ChatGPT’s trigrams in these texts suggest a more formal, clinical and academic idiolect, with phrases such as “individuals with diabetes,” “blood glucose levels,” “the development of,” “characterized by elevated” and “an increased risk.” In contrast, Gemini’s trigrams are more conversational and explanatory, with phrases such as “the way for,” “the cascade of,” “is not a,” “high blood sugar” and “blood sugar control.” Choosing words such as “sugar” instead of “glucose” indicates a preference for simple, accessible language.
The chart below contains the most striking frequency-related differences between the trigrams. Gemini uses the formal phrase “blood glucose levels” only once in the whole dataset—so it knows the phrase but seems to avoid it. Conversely, “high blood sugar” appears only 25 times in ChatGPT’s responses compared to 158 times in Gemini’s. In fact, ChatGPT uses the word “glucose” more than twice as many times as it uses “sugar,” while Gemini does just the opposite, writing “sugar” more than twice as often as “glucose.”

Eve Lu; Source: Karolina Rudnicka (data)
Why would LLMs develop idiolects? The phenomenon could be associated with the principle of least effort—the tendency to choose the least demanding way to accomplish a given task. Once a word or phrase becomes part of their linguistic repertoire during training, the models might continue using it and combine it with similar expressions, much like people have favorite words or phrases they use with above-average frequency in their speech or writing. Or it might be a form of priming—something that happens to humans when we hear a word and then are more likely to use it ourselves. Perhaps each model is in some way priming itself with words it uses repeatedly. Idiolects in LLMs might also reflect what are known as emergent abilities—skills the models were not explicitly trained to perform but that they nonetheless demonstrate.
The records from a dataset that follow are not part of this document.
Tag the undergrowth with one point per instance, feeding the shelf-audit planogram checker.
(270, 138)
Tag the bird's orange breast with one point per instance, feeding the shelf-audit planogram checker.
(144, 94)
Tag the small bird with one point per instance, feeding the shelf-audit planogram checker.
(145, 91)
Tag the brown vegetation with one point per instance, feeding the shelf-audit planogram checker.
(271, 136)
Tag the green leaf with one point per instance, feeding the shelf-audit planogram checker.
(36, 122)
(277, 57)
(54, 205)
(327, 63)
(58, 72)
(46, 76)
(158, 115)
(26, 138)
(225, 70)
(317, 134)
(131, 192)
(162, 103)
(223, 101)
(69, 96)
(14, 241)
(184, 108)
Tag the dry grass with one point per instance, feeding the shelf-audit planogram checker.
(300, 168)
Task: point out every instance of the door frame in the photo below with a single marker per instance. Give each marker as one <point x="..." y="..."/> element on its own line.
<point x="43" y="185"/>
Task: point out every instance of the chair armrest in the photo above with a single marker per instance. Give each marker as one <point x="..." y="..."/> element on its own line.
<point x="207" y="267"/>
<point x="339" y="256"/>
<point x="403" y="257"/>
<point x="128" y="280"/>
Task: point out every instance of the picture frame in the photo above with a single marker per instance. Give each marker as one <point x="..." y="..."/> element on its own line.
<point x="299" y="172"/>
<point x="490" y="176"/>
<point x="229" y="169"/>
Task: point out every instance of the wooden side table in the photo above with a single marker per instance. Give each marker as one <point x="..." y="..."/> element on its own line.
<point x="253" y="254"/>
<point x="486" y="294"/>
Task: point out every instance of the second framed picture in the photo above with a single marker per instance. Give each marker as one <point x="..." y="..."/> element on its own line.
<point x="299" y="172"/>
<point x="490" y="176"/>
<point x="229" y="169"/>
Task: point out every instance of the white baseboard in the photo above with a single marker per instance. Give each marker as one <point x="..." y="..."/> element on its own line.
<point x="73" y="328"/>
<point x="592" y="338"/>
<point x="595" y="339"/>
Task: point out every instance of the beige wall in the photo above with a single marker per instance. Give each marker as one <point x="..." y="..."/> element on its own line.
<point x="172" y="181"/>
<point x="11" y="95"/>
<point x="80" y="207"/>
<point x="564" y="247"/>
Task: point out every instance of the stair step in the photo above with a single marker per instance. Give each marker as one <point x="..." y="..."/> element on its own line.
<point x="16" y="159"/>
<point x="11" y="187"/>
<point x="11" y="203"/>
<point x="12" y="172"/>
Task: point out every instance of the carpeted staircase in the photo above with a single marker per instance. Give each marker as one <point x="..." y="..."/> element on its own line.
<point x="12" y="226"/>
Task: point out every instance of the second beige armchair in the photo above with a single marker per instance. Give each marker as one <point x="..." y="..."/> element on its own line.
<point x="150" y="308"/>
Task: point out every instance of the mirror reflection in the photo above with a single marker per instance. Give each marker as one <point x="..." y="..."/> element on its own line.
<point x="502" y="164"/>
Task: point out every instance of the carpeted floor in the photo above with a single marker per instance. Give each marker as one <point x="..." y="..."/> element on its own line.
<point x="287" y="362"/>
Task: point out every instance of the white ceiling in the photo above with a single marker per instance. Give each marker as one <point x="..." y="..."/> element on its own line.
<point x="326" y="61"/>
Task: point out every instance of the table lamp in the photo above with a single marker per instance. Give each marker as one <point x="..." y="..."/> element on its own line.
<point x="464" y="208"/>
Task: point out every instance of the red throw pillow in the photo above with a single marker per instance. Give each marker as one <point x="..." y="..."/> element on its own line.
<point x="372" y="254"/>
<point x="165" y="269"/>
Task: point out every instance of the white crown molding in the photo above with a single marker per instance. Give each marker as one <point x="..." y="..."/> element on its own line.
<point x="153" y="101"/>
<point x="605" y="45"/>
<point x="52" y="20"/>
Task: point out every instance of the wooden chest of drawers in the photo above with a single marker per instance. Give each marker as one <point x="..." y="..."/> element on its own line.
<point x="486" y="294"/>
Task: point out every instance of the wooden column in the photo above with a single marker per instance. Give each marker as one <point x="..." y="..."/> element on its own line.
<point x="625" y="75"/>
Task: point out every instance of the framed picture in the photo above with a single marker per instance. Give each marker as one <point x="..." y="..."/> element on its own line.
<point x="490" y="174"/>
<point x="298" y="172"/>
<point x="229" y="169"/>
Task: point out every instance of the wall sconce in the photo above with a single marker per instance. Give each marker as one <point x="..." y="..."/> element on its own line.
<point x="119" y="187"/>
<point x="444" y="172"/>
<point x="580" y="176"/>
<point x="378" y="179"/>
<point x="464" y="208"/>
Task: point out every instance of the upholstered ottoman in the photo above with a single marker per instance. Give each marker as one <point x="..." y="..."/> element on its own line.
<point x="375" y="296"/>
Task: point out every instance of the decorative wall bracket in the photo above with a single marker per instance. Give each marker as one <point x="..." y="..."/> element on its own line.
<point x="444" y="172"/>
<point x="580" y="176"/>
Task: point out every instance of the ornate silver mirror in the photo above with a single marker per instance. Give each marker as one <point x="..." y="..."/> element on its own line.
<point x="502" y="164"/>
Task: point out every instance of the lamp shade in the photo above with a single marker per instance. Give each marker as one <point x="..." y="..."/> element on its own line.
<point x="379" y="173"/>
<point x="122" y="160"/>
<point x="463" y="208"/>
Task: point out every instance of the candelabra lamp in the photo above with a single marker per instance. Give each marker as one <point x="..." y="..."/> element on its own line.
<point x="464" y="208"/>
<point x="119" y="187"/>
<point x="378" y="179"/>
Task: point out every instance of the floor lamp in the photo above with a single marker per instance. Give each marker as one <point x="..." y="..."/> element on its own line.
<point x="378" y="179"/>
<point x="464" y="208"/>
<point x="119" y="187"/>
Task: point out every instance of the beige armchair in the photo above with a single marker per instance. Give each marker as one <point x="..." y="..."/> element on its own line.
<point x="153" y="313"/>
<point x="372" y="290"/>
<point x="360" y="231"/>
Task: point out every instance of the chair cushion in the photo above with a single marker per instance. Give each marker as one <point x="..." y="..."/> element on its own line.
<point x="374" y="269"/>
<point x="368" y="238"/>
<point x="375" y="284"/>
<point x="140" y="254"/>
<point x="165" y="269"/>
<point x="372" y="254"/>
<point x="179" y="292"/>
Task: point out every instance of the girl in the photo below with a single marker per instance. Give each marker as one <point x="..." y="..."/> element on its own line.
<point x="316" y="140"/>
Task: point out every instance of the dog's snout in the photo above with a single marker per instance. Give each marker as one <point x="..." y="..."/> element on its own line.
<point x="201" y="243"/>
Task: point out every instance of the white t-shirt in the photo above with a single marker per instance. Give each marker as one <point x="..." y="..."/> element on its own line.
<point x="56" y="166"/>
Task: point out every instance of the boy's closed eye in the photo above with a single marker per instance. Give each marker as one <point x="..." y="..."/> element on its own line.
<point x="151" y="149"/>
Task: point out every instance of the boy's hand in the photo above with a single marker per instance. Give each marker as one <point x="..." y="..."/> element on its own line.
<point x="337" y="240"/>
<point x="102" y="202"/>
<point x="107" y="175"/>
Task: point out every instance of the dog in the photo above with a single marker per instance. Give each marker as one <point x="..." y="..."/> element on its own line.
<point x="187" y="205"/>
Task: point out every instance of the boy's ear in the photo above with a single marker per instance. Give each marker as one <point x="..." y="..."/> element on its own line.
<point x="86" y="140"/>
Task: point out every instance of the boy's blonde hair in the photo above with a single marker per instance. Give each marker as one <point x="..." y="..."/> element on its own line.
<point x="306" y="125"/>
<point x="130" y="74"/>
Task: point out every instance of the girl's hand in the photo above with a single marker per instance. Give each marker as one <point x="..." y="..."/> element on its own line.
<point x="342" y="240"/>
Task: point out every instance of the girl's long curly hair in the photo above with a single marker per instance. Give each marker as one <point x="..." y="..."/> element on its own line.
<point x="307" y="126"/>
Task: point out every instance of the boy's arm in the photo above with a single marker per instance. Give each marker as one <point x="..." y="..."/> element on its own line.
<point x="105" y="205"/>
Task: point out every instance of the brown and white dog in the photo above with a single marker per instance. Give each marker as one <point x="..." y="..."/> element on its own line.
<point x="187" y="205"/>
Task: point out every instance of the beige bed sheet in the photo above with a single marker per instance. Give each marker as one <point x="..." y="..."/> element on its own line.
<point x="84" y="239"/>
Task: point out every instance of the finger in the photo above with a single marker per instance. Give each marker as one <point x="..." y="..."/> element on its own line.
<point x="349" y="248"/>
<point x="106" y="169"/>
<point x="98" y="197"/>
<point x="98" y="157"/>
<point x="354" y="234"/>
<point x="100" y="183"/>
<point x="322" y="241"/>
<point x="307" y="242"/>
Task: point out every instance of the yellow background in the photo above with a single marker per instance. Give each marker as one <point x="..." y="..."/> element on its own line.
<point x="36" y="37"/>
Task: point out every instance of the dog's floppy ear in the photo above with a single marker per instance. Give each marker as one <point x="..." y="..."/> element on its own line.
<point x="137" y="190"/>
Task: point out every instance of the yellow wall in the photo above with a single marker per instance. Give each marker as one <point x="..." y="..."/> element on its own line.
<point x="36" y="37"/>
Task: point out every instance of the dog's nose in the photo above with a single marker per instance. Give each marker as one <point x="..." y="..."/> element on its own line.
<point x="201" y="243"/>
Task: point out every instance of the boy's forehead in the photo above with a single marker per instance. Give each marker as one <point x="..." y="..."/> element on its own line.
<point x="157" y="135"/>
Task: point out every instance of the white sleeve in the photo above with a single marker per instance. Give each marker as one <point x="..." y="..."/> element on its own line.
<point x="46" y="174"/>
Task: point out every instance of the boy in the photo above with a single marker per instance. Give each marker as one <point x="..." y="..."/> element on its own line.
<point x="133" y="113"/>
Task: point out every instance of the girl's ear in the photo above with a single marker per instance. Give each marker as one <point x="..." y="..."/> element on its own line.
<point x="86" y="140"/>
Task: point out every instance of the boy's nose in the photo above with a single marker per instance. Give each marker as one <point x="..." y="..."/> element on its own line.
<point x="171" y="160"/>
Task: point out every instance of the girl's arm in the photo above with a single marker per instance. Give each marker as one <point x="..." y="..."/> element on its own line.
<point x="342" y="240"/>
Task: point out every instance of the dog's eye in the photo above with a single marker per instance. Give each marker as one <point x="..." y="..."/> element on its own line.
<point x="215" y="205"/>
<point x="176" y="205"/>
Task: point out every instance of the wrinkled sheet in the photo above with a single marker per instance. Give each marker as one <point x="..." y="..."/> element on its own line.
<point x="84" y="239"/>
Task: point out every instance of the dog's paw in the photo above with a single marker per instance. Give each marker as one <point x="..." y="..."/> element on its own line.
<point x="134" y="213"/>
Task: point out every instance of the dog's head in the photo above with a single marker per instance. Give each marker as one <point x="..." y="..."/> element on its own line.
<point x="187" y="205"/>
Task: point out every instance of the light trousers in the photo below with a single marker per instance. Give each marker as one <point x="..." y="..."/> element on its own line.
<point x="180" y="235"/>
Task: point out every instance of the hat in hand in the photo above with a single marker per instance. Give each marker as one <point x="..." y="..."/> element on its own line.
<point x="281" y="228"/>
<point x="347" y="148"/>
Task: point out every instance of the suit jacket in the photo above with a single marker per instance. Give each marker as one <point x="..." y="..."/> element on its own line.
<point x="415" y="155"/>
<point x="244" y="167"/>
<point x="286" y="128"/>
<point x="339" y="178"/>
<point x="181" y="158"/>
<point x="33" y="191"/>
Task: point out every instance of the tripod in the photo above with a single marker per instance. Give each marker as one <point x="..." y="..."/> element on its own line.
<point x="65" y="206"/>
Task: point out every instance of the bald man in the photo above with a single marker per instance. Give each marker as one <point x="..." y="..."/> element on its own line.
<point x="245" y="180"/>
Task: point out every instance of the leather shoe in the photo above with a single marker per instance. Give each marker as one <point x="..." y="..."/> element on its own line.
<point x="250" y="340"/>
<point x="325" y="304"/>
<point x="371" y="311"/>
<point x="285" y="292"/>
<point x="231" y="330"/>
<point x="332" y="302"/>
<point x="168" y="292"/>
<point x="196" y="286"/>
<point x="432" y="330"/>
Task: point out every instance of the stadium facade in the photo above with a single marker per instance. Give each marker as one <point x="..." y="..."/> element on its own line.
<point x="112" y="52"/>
The fact that LLM-based tools produce different idiolects—which might change and develop across updates or new versions—matters for the ongoing debate regarding how far AI is from achieving human-level intelligence. It makes a difference if chatbots’ models don’t just average or mirror their training data but develop distinctive lexical, grammatical or syntactic habits in the process, much like humans are shaped by our experiences. Meanwhile, knowing that LLMs write in idiolects could help determine if an essay or an article was produced by a model or by a particular individual—just as you might recognize a friend’s message in a group chat by their signature style.